Originally Posted by mithawk
I am wondering if a better way to think of the Harvard-Westlake situation is as both an implicit contract and an explicit contract.

Exceptionally well put.

Originally Posted by mithawk
The explicit contract at elite private schools is that they provide a rigorous education in a highly supportive environment. Kids can excel in both their academics and their activities, and their classmates are for the most part also intelligent and ambitious. Most graduates of elite private schools seem to love their school.

Originally Posted by mithawk
My kids attended a similar public school. But these schools tend to have highly competitive environments with lots of tiger parenting. Kids endure them, not enjoy them.

These two points are precisely why many parents in Australia choose private school. Our university system works differently here, so media complaints about private schools are somewhat more directed more to "wealthy parents buying a place in the old boys network" than "gaming university entrance". Though buying university entrance does come up too, possibly more so in states with little to no select/exam entry schools. In some states the top performing schools academically are always selective schools. In states with few or no select entry schools the top 10 is often entirely private. And our university entrance is 100% final year academic outcomes (medicine has a specialist exam you do during yr12, and an interview if your results from yr12 & med-exam are high enough, some courses are audition/portfolio based like Visual Art or Music degrees).

You can get exceptional pastoral care at some public schools and appalling treatment at some private schools, but on balance, these quotes above tend to hold true.

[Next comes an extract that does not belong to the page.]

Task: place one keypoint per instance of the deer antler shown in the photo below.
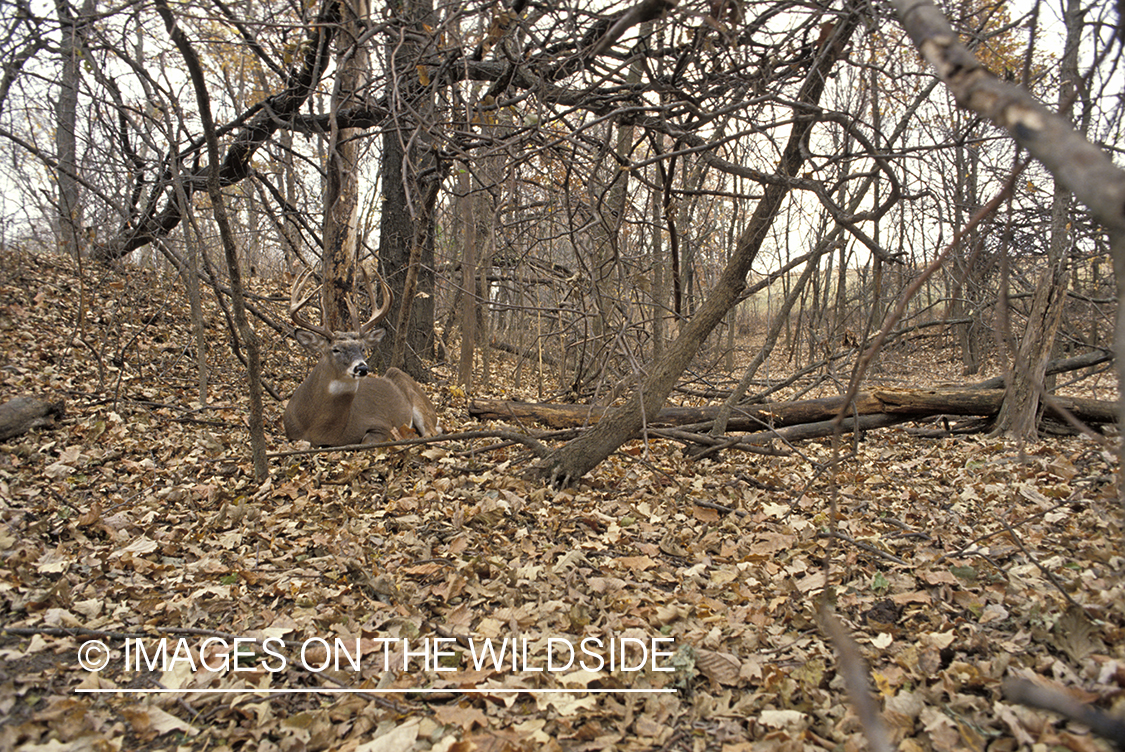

We have just moved one child from a select entry school who very very clearly wanted to keep them (and we very much wanted them to stay in principle), but the child was not ok. They have moved, with a scholarship, to a very high end private And these two quotes summarize more concisely and with less personal information pretty much everything that needs to be said. With the caveat that the pastoral care at the public school in question was excellent and MANY children were, and could/would, thrive there, but it takes a certain personality and our child did not have that type. There was a flavour to the competitiveness that was not helpful for them.